Avec ce transfert prévu pour 2025, le futur Cinématographe s'installera sur quatre niveaux (1.300 m²) pour devenir un lieu dédié à la culture cinématographique, à la pédagogie, à l'éducation à l'image et au patrimoine. Il va surtout passer de 1 à 3 écrans (de 146 à 270 places).

« On va pouvoir présenter trois films au lieu d'un et des séances supplémentaires par film. Ce sera comme aujourd'hui, mais en mieux », se réjouit Emmanuel Gibouleau, directeur du Cinématographe, où le taux de fréquentation 2022 (55.000 entrées) est quasiment revenu au niveau de 2019.

Chute de fréquentation : le format des multiplexes remis en cause ?

« Les cinéphiles reviennent », constate l'exploitant. Certes, mais s'il est un point où les exploitants de cinémas nantais s'accordent, c'est que le retour des spectateurs prendra du temps. Dans les salles Art et Essai, il manque encore 20% de la clientèle.

« La curiosité des gens a changé. Ceux qui venaient trois fois par semaine et allaient voir des petits films peu médiatisés, reviennent moins que ceux qui se précipitent sur un titre », observe Caroline Grimault, la directrice du Katorza, organisateur de cycles cinématographiques et de nombreux partenariats avec des festivals (3 Continents, Cinéma espagnol...), des réalisateurs, l'Université de Nantes... où les entrées (-18%) n'ont pas retrouvé le rythme de croisière de 2018-2019 (250.000 entrées).

Cette défection est encore plus sensible dans les quatre multiplexes de périphérie et  au sein du Gaumont en centre-ville, victime, notamment, de la mauvaise image de la place du Commerce, où la fréquentation a, globalement, chuté de près de 40% à 50% au cours des dix dernières années.

Selon un observateur du secteur, « en périphérie, les entrées sont tombées de 2,46 millions en 2015 à 1,59 million en 2022 ».

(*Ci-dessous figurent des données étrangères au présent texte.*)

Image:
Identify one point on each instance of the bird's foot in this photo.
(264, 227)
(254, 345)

La tendance est telle que des cinéphiles nantais viennent de créer une plateforme de vente de billets à prix réduits en ligne (voir encadré) pour tenter d'enrayer le phénomène des salles vides.

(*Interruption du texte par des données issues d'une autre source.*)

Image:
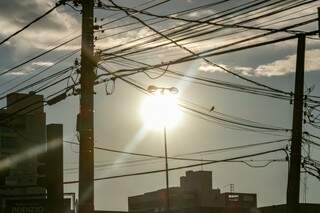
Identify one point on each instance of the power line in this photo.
(34, 21)
(181, 167)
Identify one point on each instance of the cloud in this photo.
(15, 14)
(278, 67)
(239, 69)
(288, 64)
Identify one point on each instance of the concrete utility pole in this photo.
(85, 118)
(293, 190)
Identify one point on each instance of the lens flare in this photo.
(160, 110)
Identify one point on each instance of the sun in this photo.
(160, 110)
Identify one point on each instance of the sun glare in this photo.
(160, 110)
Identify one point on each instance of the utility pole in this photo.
(293, 190)
(85, 122)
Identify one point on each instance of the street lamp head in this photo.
(161, 108)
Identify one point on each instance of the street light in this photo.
(161, 111)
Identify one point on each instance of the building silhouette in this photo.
(195, 192)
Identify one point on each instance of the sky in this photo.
(118, 123)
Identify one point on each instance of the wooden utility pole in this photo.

« Ce format n'attirent plus autant qu'avant. On voit même des groupes commencer à racheter des petites salles... mais pas des "épiceries de quartier" comme la nôtre », observe Emmanuel Gibouleau, le directeur du Cinématographe.

Ozzak

[Venus des métiers du digital, de l'environnement et de la communication, Sylvain Mante, Cédric Merouani et Mélanie Canive ont fondé l'appli Ozzak en juin 2022. Crédit photo : Ozzak]

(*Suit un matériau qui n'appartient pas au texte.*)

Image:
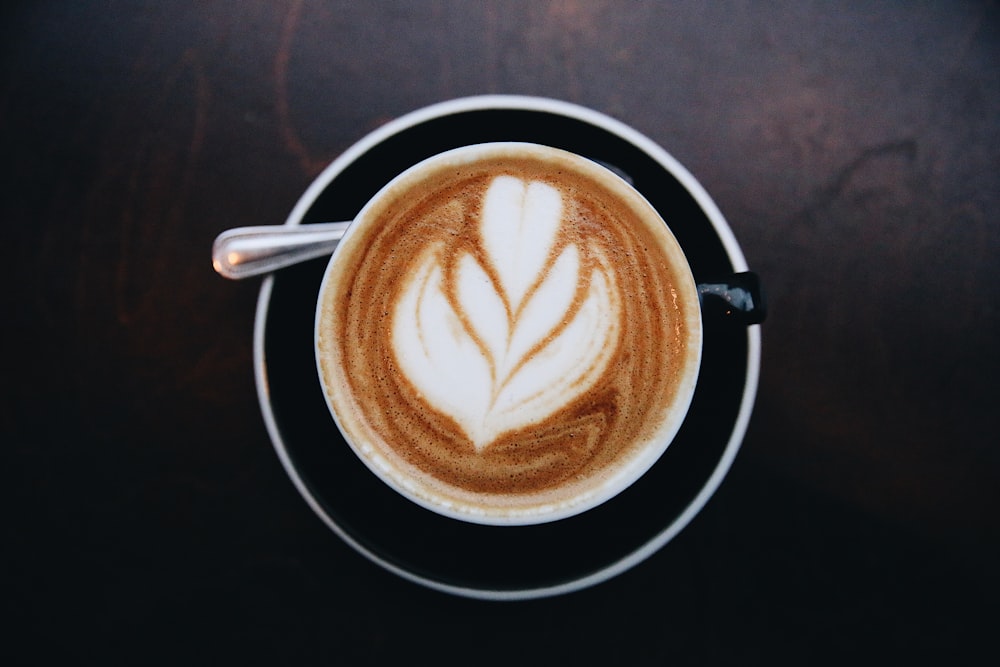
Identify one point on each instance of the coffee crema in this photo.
(508, 333)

OZZAK, la startup qui veut aider les cinémas à faire le plein d'entrées

Ozzak n'aime pas les sièges vides dans les salles obscures. Initiée juste avant le Covid par Mélanie Canivet, Cédric Merouani et Sylvain Mante, trois Nantais amoureux de cinéma attristés d'assister seuls à des projections, la plateforme de vente en ligne de séances à prix réduit, Ozzak, a été finalement créée en juin 2022. Accessible par le grand public, elle est fournie clé en main aux exploitants de cinéma, qui peuvent, eux-mêmes, proposer 5, 10 ou 15 places à prix réduit (de 30% à 70%) pour les séances qu'ils ont du mal à remplir.

Un peu plus de six mois plus tard, le trio a déjà noué 24 partenariats avec des exploitants de salles en France, comme le Grand Rex, des multiplexes, des cinémas municipaux, des salles d'art et essai, des cinémas-théâtres, etc.

« C'est aussi un moyen de communiquer sur des avant-premières pour toucher un nouveau public ou occasionnel », explique Sylvain Mante.

Depuis juin dernier, la plateforme a attiré 60.000 visiteurs, dont 6.000 utilisateurs actifs, et vendus 7.500 places. Disponible en téléchargement depuis la fin de l'année, l'appli mobile Ozzak a été téléchargée 15.000 fois, et 4.000 personnes seraient inscrites sur liste d'attente, dans les villes où Ozzak n'est pas encore déployée.

Le modèle économique repose sur une commission du chiffre d'affaires généré par la vente des places. Ozzak ambitionne d'entreprendre une levée de 600.000 euros au premier semestre 2023 pour accompagner son développement sur le marché hexagonal.

« La crise a finalement été bénéfique pour nous, elle a permis au marché de chercher de nouvelles solutions et à de jeunes actifs comme nous d'aller au cinéma plus régulièrement au cinéma à moindre coût », observe le cinéphile nantais qui note que, dans la région nantaise, pour l'instant, seul Ciné Pôle Sud de Basse Goulaine (44) adhère à la plateforme Ozzak.